First, the pitching. Zane Smith, the former Brave who lost Game 2, allowing just one run, pitched in and out of difficulty all day, scattering seven hits over 7 2/3 innings.

"Zane is kind of tough," said Pittsburgh manager Jim Leyland. "He bends quite often, but doesn't break. He can give up a lot of hits but get the double-play ball and get out of innings.

"He is a tough kind to manage because you don't know when those ground balls will start finding the holes and I'm not that smart."

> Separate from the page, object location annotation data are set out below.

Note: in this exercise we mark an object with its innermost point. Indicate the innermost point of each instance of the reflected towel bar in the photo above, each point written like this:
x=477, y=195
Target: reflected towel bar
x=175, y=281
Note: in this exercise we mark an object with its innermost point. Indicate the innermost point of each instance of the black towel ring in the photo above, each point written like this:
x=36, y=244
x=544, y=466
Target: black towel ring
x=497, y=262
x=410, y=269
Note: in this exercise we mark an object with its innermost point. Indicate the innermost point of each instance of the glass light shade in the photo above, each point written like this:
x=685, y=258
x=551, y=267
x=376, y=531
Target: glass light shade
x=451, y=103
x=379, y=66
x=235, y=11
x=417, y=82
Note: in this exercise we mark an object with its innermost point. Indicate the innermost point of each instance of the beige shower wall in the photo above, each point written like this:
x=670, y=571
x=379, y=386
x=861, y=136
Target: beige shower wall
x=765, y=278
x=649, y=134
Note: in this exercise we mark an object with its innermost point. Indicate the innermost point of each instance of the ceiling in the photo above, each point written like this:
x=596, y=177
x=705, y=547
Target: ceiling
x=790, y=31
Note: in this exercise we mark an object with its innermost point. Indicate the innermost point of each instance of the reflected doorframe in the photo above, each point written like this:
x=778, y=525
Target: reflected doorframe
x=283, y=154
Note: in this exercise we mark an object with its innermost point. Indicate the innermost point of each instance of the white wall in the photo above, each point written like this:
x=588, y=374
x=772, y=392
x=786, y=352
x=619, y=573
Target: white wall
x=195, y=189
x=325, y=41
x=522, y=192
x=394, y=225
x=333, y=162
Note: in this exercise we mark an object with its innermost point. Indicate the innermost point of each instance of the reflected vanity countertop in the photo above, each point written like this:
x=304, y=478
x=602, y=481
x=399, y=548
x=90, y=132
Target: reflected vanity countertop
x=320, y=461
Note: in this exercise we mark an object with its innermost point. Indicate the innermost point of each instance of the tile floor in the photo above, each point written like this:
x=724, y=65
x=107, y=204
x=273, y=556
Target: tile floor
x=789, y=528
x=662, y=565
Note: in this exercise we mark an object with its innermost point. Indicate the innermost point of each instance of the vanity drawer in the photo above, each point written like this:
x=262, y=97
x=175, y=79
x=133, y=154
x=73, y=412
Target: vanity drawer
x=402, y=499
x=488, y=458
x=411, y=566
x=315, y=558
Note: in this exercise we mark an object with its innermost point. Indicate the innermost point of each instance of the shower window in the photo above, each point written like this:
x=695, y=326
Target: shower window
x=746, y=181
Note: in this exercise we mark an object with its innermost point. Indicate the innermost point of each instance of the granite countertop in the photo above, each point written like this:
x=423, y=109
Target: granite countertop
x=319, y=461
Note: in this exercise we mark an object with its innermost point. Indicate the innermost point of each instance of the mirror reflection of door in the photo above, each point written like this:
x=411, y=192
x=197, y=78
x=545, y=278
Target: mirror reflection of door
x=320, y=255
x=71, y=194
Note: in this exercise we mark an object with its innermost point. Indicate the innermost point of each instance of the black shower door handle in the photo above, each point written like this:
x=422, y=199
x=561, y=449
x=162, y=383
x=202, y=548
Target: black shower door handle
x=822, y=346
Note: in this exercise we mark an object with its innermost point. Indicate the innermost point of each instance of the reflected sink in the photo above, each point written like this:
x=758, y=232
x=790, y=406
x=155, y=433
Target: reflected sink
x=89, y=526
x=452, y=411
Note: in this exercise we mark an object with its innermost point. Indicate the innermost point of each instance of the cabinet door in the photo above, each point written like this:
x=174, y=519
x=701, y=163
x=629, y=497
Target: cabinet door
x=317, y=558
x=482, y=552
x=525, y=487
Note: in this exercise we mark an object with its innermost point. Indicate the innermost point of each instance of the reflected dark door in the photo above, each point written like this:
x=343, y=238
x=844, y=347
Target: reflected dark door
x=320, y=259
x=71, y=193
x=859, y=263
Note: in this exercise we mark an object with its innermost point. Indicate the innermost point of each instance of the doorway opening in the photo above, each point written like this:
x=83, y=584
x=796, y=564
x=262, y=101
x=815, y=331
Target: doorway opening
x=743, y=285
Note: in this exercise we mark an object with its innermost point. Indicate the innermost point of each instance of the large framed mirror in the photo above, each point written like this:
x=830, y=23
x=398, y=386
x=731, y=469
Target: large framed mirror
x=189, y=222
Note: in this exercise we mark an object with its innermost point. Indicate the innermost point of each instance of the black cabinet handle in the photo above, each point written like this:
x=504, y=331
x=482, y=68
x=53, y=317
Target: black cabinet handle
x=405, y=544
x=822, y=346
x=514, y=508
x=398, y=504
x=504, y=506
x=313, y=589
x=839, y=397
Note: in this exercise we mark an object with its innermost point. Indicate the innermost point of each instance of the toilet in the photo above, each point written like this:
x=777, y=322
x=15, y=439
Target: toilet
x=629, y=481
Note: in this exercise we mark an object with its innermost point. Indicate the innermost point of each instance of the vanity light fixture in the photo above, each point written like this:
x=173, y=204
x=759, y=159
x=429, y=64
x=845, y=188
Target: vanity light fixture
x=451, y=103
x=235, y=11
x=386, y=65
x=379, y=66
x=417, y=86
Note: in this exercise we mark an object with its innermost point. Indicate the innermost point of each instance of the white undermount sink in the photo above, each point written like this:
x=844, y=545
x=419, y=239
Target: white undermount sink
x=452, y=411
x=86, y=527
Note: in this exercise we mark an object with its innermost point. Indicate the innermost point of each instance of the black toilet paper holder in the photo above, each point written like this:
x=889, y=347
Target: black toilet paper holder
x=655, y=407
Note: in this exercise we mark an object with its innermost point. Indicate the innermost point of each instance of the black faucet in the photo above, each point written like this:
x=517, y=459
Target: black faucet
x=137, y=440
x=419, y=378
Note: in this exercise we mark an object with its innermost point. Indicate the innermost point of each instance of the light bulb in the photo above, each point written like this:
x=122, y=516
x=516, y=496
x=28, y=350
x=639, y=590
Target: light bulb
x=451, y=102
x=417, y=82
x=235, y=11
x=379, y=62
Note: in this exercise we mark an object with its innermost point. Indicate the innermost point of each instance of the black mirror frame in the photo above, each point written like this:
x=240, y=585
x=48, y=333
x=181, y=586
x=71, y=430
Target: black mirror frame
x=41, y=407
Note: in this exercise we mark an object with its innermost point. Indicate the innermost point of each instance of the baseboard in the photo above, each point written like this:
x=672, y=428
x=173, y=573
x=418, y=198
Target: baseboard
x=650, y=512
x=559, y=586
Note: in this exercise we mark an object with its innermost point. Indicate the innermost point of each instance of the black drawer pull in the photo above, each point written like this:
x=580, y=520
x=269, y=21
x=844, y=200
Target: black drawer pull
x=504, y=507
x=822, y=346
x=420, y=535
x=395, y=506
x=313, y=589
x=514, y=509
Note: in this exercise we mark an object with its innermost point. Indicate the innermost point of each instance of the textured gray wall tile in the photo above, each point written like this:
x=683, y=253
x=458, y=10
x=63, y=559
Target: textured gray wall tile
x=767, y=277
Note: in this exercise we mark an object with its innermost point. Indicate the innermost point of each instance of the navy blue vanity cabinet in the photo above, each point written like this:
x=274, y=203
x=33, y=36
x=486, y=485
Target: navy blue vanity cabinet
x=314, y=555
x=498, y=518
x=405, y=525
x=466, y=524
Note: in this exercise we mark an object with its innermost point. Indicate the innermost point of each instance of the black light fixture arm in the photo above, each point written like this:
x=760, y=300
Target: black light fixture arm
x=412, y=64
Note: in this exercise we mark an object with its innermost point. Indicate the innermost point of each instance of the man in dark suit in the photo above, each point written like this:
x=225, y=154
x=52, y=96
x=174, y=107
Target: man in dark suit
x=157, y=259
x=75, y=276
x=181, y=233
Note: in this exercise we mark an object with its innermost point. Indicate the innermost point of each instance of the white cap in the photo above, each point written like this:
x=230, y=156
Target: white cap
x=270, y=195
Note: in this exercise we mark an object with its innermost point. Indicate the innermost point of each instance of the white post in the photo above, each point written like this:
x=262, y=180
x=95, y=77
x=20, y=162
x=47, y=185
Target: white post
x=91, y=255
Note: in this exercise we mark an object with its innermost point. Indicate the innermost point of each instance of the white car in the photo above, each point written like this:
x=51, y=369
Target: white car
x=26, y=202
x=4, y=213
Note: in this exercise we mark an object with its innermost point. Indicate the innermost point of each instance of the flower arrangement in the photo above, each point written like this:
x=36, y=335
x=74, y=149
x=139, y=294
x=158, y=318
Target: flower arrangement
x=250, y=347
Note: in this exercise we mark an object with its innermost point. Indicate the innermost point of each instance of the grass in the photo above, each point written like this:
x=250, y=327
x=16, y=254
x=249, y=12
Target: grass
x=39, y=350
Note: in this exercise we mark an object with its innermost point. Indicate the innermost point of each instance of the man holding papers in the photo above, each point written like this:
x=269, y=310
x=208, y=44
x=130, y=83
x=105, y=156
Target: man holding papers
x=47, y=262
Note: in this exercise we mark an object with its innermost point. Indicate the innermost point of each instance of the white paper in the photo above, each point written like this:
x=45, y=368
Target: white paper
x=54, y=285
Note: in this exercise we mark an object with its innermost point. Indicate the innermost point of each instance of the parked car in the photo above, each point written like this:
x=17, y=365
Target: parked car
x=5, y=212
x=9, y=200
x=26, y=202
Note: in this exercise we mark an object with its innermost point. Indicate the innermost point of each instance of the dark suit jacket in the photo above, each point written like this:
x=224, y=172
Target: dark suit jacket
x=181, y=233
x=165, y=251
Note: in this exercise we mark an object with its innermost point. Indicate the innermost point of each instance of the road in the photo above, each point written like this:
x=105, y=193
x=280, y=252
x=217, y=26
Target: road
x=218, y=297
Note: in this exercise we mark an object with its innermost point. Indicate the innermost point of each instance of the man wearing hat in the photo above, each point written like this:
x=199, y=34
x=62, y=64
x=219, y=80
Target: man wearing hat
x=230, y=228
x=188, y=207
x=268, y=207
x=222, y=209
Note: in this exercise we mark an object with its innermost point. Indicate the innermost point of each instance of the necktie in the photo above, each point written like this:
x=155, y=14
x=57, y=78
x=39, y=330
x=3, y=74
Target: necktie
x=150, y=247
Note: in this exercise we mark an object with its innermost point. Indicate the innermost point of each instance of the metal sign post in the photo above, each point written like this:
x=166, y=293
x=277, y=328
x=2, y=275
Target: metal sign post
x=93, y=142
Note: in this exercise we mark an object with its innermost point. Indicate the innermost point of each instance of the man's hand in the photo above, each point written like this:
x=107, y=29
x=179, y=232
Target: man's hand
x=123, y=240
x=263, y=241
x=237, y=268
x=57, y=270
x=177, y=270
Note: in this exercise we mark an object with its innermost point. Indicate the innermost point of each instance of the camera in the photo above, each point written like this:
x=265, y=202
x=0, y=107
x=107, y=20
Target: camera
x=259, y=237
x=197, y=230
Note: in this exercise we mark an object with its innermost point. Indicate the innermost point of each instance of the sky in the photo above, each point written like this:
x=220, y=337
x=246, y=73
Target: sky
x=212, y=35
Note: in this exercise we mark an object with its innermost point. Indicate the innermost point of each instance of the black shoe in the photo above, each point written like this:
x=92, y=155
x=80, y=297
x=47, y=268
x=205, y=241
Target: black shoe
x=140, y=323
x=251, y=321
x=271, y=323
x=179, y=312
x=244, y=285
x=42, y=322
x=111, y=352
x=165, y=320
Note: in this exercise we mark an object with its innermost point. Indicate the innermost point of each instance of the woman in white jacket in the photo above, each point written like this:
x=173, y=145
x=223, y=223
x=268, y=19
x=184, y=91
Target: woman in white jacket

But when Smith, who threw just 92 pitches, gave up a two-out triple to batting champ Terry Pendleton in the eighth, Leyland was smart enough to fetch 33-year-old journeyman reliever Roger Mason, who got centerfielder Ron Gant to pop up meekly to Buechele.

In the ninth, Mason, who got an August callup from Triple A Buffalo, struck out rightfielder David Justice, then stranded runners on first and third.

As for the defense, despite two errors in the game, the Pirates made the big plays in the field when they needed them.

Gold Glove centerfielder Andy Van Slyke, for example, made his second spectacular catch in as many days, robbing Olson of an extra-base hit with a shoetop catch in the fourth.

"As I'm running, I couldn't have ever believed him catching the ball," said Olson.

Some of the wacky took place in the second. As in Game 2, Smith loaded the bases with no one out and figured that he could get out of the jam with a run or two's worth of damage.

Instead, he again wiggled off the hook when shortstop Rafael Belliard struck out. Then, pitcher Tom Glavine, who has lost two LCS starts while allowing just five runs and 12 hits in 14 innings, struck out trying to bunt on a suicide squeeze, leaving first baseman Brian Mitchell, who had broken from third, out to dry.